LOCATION:                        ATLANTA, GEORGIA

DATE:                                 JUNE 29, 2010

SPONSORED BY:               Southern Jewish Historical Society, Marietta, Georgia

Transcript (PDF)

Rabbi David Baylinson was born in Philadelphia, Pennsylvania in 1929.  He talks about being ordained as a rabbi in 1957 after earning a degree from Hebrew Union College in Cincinnati, Ohio.  He discusses what led to his decision to become a rabbi.  He mentions that he came from a family of non-practicing Jews but that they had observed the Passover Seder and High Holy Days.  He discusses being a student rabbi at Temple Beth-El in Anniston, Alabama, and this being his first experience in the south, where segregation was still in force.  He mentions that while in Anniston he observed a Ku Klux Klan meeting.   He discusses that he met several Holocaust survivors who were part of the Anniston congregation.

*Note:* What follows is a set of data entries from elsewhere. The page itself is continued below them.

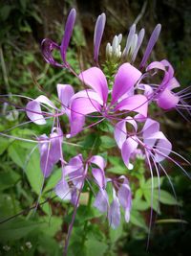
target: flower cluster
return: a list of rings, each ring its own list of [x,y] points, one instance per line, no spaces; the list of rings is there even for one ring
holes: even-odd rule
[[[74,137],[85,128],[106,120],[114,127],[113,136],[127,169],[132,170],[137,155],[141,154],[151,175],[153,163],[159,175],[158,168],[162,168],[160,162],[166,158],[174,161],[169,156],[174,151],[171,142],[160,131],[159,122],[150,117],[150,105],[157,104],[165,111],[177,109],[181,113],[185,109],[189,112],[190,106],[184,102],[187,91],[175,90],[180,83],[166,59],[147,64],[160,33],[159,24],[150,36],[139,65],[137,56],[145,31],[141,29],[137,34],[135,24],[130,28],[124,50],[120,45],[122,35],[116,35],[113,43],[106,46],[106,62],[99,64],[98,54],[106,22],[104,13],[98,16],[95,28],[96,65],[76,74],[66,58],[75,15],[75,10],[73,9],[66,22],[61,45],[46,38],[42,41],[42,53],[47,62],[74,74],[84,90],[74,92],[70,84],[57,84],[59,107],[41,95],[28,103],[26,112],[32,122],[40,126],[46,124],[47,118],[53,119],[51,134],[41,135],[38,142],[44,177],[51,175],[58,161],[61,163],[62,178],[55,187],[56,195],[77,207],[85,182],[94,182],[97,188],[94,206],[106,213],[111,226],[117,228],[120,222],[120,206],[124,210],[125,221],[129,221],[130,219],[132,195],[128,178],[124,175],[106,177],[106,161],[98,154],[89,155],[86,160],[82,154],[78,154],[66,162],[62,151],[63,140]],[[53,58],[53,50],[60,52],[62,63]],[[108,70],[113,70],[112,74],[108,74]],[[66,134],[59,121],[63,115],[67,116],[70,124],[70,130]],[[95,118],[96,122],[87,126],[89,117],[91,120]],[[112,187],[112,199],[107,194],[108,184]]]

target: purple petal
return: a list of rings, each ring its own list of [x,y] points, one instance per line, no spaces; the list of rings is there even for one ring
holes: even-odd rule
[[[103,170],[93,168],[92,174],[94,178],[96,179],[96,183],[98,184],[100,189],[105,189],[106,187],[106,179],[105,179],[105,174]]]
[[[141,63],[140,63],[140,69],[143,68],[146,64],[146,61],[147,59],[149,58],[149,56],[159,38],[159,33],[160,33],[160,30],[161,30],[161,25],[160,24],[158,24],[155,28],[155,30],[153,31],[152,35],[151,35],[151,37],[149,39],[149,42],[148,42],[148,45],[147,45],[147,48],[145,50],[145,53],[144,53],[144,56],[142,58],[142,60],[141,60]]]
[[[142,128],[142,131],[143,131],[142,133],[143,139],[146,139],[153,133],[159,131],[159,123],[150,118],[147,118],[144,127]]]
[[[161,137],[158,140],[156,148],[161,152],[161,154],[156,152],[155,160],[156,162],[160,162],[170,154],[172,151],[172,144],[162,133]]]
[[[29,102],[26,105],[27,116],[36,125],[45,125],[46,120],[42,115],[41,104],[56,109],[55,105],[44,95]]]
[[[70,190],[71,189],[64,177],[62,177],[61,180],[55,186],[55,194],[63,200],[71,199]]]
[[[109,208],[108,195],[103,189],[100,189],[96,195],[94,206],[97,208],[101,213],[105,213]]]
[[[76,205],[77,203],[77,190],[75,187],[73,188],[72,190],[72,198],[71,198],[71,203],[73,203],[73,205]],[[78,205],[77,205],[78,206]]]
[[[40,167],[45,177],[48,177],[51,175],[53,166],[62,156],[61,143],[63,135],[60,132],[53,132],[50,135],[50,138],[46,135],[40,136]],[[48,141],[43,142],[43,140]]]
[[[129,123],[133,126],[134,131],[138,130],[138,125],[136,121],[132,119],[132,117],[126,117],[123,121],[118,122],[115,127],[114,136],[119,149],[122,148],[122,145],[125,142],[128,135],[126,123]]]
[[[75,168],[77,168],[77,169],[82,167],[83,166],[83,157],[82,157],[81,153],[71,158],[69,161],[69,165],[75,166]]]
[[[64,36],[62,38],[62,43],[60,46],[61,57],[65,64],[67,64],[66,52],[69,46],[73,29],[74,26],[75,16],[76,16],[76,12],[74,9],[72,9],[66,21]]]
[[[129,63],[122,64],[116,77],[112,91],[114,105],[123,94],[129,91],[141,77],[141,72]]]
[[[100,112],[101,106],[95,100],[88,98],[77,98],[71,105],[71,136],[82,130],[85,116],[93,112]]]
[[[125,211],[125,221],[129,222],[130,220],[130,211],[132,206],[132,194],[131,189],[128,184],[127,178],[124,179],[124,182],[121,184],[118,189],[117,197],[120,202],[120,205]]]
[[[81,81],[91,86],[106,103],[108,97],[107,80],[103,72],[97,67],[91,67],[79,74]]]
[[[61,102],[62,108],[67,109],[67,106],[69,106],[69,103],[71,98],[74,96],[74,91],[73,86],[70,84],[57,84],[57,94],[58,98]]]
[[[100,155],[93,155],[90,158],[89,162],[91,162],[92,164],[97,165],[101,170],[104,170],[106,166],[105,159]]]
[[[132,61],[134,62],[136,60],[136,57],[138,55],[138,52],[142,44],[142,40],[144,38],[144,34],[145,34],[145,31],[144,29],[141,29],[140,32],[138,33],[138,43],[137,43],[137,47],[134,51],[134,54],[133,54],[133,57],[132,57]]]
[[[135,33],[136,33],[136,24],[133,24],[130,28],[130,31],[129,31],[129,34],[128,34],[128,36],[127,36],[127,41],[126,41],[126,46],[125,46],[125,49],[122,53],[122,56],[123,57],[126,57],[129,53],[129,50],[130,50],[130,47],[132,45],[132,40],[134,38],[134,35],[135,35]]]
[[[147,99],[151,98],[151,95],[153,94],[153,88],[150,85],[144,83],[138,83],[138,88],[144,91],[144,96]]]
[[[26,105],[26,113],[30,120],[36,125],[45,125],[47,122],[42,115],[40,104],[37,101],[29,102]]]
[[[60,51],[60,46],[57,45],[55,42],[52,41],[49,38],[45,38],[42,40],[41,43],[41,50],[42,50],[42,55],[44,57],[44,59],[57,67],[65,67],[65,65],[58,63],[53,57],[53,50],[59,50]]]
[[[157,142],[157,144],[156,144]],[[160,162],[169,155],[172,150],[172,144],[167,140],[161,131],[153,133],[150,137],[144,139],[144,143],[150,148],[157,149],[158,151],[155,152],[155,161]]]
[[[133,165],[129,162],[132,154],[138,148],[138,142],[135,137],[129,137],[122,145],[121,154],[124,164],[129,170],[133,169]]]
[[[169,90],[173,90],[175,88],[180,87],[180,82],[176,80],[176,78],[172,78],[169,81],[168,81],[168,89]]]
[[[96,23],[95,26],[95,35],[94,35],[94,59],[96,63],[98,62],[98,53],[99,53],[99,47],[101,43],[101,38],[103,35],[103,31],[105,28],[105,21],[106,21],[106,15],[105,13],[102,13],[99,15],[96,19]]]
[[[120,204],[116,196],[115,190],[113,191],[114,200],[110,206],[108,219],[109,223],[113,228],[117,228],[120,224]]]
[[[90,90],[90,89],[82,90],[82,91],[75,93],[71,99],[71,101],[74,101],[74,99],[77,99],[77,98],[93,99],[96,101],[99,105],[103,105],[103,101],[99,97],[98,93],[96,93],[96,91]]]
[[[158,98],[158,105],[165,110],[176,107],[180,97],[173,94],[168,88],[163,90]]]
[[[164,72],[166,71],[165,66],[164,66],[164,64],[161,63],[161,61],[153,61],[153,62],[151,62],[147,66],[146,71],[150,71],[150,70],[152,70],[154,68],[162,70]]]
[[[147,117],[148,100],[143,95],[134,95],[122,100],[117,105],[115,110],[129,110],[138,112],[140,117]]]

Rabbi Baylinson discusses his experiences after being ordained and serving at Temple Beth El in Detroit, Michigan and Morristown, New Jersey.  He talks about accepting the rabbinate at the Brighton and Hove Hebrew Congregation, a liberal synagogue in Brighton, England.   He reflects on the differences of Reform Judaism in England and the United States and the changes he implemented during his three years at the Brighton synagogue.   He describes that when he returned to the United States, he would not consider congregations in the south.  He discusses that he liked Temple Beth Or in Montgomery, Alabama, the best, of the five congregations he had looked at.  He recalls that he arrived in Montgomery in June 1965, just weeks after the Selma to Montgomery marches, to replace Rabbi Blachschleger, who had died in January of 1965.  He talks about the changes he implemented at Temple Beth Or, with a move away from Classical Reform Judaism towards Conservative Judaism and opposition he had faced. 

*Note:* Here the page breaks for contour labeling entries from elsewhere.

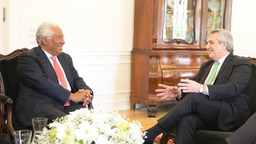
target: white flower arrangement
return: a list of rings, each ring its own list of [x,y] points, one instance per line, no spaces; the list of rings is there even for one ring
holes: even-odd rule
[[[81,109],[49,124],[33,143],[143,143],[146,132],[140,123],[127,120],[117,112]]]

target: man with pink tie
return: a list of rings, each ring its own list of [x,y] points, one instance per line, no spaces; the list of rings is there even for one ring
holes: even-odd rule
[[[36,38],[39,46],[24,53],[18,61],[19,91],[16,110],[18,122],[14,123],[23,127],[31,126],[31,119],[35,117],[46,117],[51,123],[86,107],[93,97],[71,57],[62,52],[65,37],[58,25],[42,23]]]

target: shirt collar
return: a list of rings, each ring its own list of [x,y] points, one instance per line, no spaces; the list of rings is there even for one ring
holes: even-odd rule
[[[227,57],[228,56],[229,54],[230,54],[230,53],[229,53],[228,54],[227,54],[226,55],[221,58],[218,61],[219,61],[219,64],[221,66],[222,65],[222,63],[223,63],[223,62],[224,62],[224,61],[225,60],[225,59],[226,59],[226,58],[227,58]]]

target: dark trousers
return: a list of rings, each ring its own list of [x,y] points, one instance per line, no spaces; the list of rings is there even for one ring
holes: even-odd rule
[[[70,105],[69,106],[64,106],[58,102],[56,103],[54,106],[50,109],[45,116],[45,117],[48,119],[47,123],[52,123],[53,120],[57,118],[60,118],[65,116],[70,112],[86,107],[86,106],[83,105],[81,103],[75,103],[70,101]]]
[[[193,144],[197,130],[221,131],[218,118],[221,100],[200,93],[187,94],[180,103],[158,120],[167,133],[177,126],[175,144]]]

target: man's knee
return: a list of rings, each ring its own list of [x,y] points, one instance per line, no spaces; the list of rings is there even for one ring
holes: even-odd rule
[[[205,97],[206,96],[201,93],[197,93],[196,92],[192,92],[189,93],[186,95],[184,99],[186,99],[189,101],[198,100],[201,99],[202,97]]]

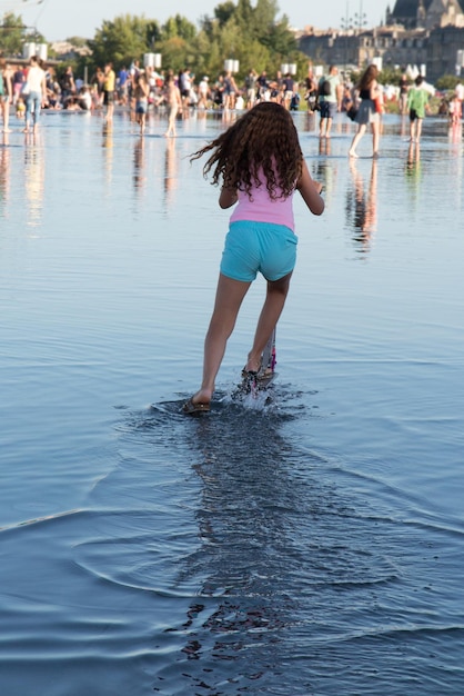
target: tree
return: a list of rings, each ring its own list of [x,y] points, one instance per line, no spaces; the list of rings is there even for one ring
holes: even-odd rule
[[[0,50],[4,56],[21,53],[24,43],[26,27],[22,18],[12,12],[3,14],[0,24]]]
[[[180,37],[185,41],[191,41],[196,36],[196,28],[185,17],[175,14],[170,17],[161,30],[161,39],[172,39],[173,37]]]
[[[158,22],[144,16],[121,14],[113,21],[103,21],[95,37],[89,41],[94,66],[112,61],[115,68],[140,59],[153,47],[153,37],[161,34]]]
[[[214,8],[214,17],[219,22],[220,27],[223,27],[235,13],[235,4],[228,0],[228,2],[222,2]]]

He discusses being active in the civil rights movement in Montgomery and the opportunities to promote integration in schools, churches, and the community.  He talks about his work and relationships he had with civil rights leaders.  He reflects that his work with civil rights began in Cincinnati when he was a student and recalls participating in picketing a restaurant and an amusement park that were segregated.     

He talks about his wife, Janice Kohl Baylinson, and their four children and grandchildren.   He discusses his wife’s teaching profession, who taught in all black schools in the Montgomery public school system prior to integration.